The Western World endured a rude awakening this past Sunday. At least this is the impression I got when watching those few channels on television I get here, being a prisoner of conscience, and a few I try to keep track of because of how much I enjoy the idea of democracy.

I do not understand how, in the 21st century, we are still seeing video clips of cout d’états, images of the peoples’ will being trampled. What has become of Latin America? Perhaps it is that there is the almost limitless power handed to those in charge. Today, with this power, we witness the ousting of Manuel Zelaya Rosales from the presidency of Honduras, tomorrow perhaps another issue.

I believe that the heart of Latin America is in mourning, for this I will be honest and true to my own conscience: I do not agree, nor do I support the system of the Zelayan government, as also I would like to clarify that I have nothing against those who think more to the left, though that terminology in itself has been distorted. Today I saw on televisions nation’s sadness and pain for its people. The poor soldiers are probably living through the scariest moments of their lives right now. Having seen some of the same moments, I am reminded of my own experiences in forced military service: if an order given to you does not exalt your superior, it is best not to follow it. Thank God I was not faced with such a decision.
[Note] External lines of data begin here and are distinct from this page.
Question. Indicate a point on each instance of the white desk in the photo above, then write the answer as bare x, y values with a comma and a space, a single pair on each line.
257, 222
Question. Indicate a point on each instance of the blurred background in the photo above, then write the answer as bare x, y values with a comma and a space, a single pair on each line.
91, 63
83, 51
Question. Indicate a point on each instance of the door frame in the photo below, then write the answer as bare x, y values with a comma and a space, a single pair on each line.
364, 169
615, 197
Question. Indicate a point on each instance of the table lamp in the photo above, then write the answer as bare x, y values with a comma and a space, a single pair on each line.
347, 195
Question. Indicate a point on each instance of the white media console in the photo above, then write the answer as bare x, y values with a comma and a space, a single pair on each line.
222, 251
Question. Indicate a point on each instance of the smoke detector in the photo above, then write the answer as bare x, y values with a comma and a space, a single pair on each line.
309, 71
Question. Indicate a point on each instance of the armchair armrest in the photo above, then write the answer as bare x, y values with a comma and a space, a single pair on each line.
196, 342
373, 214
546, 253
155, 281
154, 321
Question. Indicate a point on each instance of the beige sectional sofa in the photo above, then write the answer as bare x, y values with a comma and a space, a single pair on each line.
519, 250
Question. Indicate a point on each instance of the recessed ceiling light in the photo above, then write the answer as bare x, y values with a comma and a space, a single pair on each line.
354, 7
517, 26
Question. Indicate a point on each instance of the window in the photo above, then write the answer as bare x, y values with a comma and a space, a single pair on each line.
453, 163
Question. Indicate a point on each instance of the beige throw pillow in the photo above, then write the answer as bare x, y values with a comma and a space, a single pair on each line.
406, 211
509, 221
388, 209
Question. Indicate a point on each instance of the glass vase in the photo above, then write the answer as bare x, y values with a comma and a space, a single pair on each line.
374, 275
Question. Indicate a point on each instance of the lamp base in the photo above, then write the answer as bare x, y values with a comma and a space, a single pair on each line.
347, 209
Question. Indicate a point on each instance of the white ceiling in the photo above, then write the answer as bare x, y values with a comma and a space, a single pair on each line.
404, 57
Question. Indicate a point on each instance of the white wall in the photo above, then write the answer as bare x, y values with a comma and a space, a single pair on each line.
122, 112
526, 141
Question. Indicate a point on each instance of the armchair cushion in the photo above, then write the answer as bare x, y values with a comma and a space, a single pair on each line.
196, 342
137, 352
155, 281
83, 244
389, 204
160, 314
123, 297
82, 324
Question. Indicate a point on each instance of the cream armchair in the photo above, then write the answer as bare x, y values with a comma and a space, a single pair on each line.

It is possible that this situation in Honduras will be escalated to outside federal organizations or even to the UN for arbitration, however the outcome will most likely not change. Will we forever live in countries where those in power have to continuously worry about the axe coming down on them, as in the story of Damocles? It is a difficult but necessary dichotomy if we want to grow in the ways of freedom.

Those who oppose Zelaya can refute accusations of misconduct all they want however the presence of the military on this political stage strikes quite a blow to their attempt at validating their actions. Also, if I can say so happily, no one has officially recognized Roberto Micheletti as the new president of Honduras. Let us pray for the Honduran people and to them all my solidarity, especially those members of the press whose rights are not being upheld.

The most important thing in these moments of political instability is to return to the institution of democracy by respecting the will of the people, in spite of all the powerful people behind those in power. We should all feel ashamed that though everyone seeks freedom and honor, all the Hondurans endured was the hijacking of their democratic rights.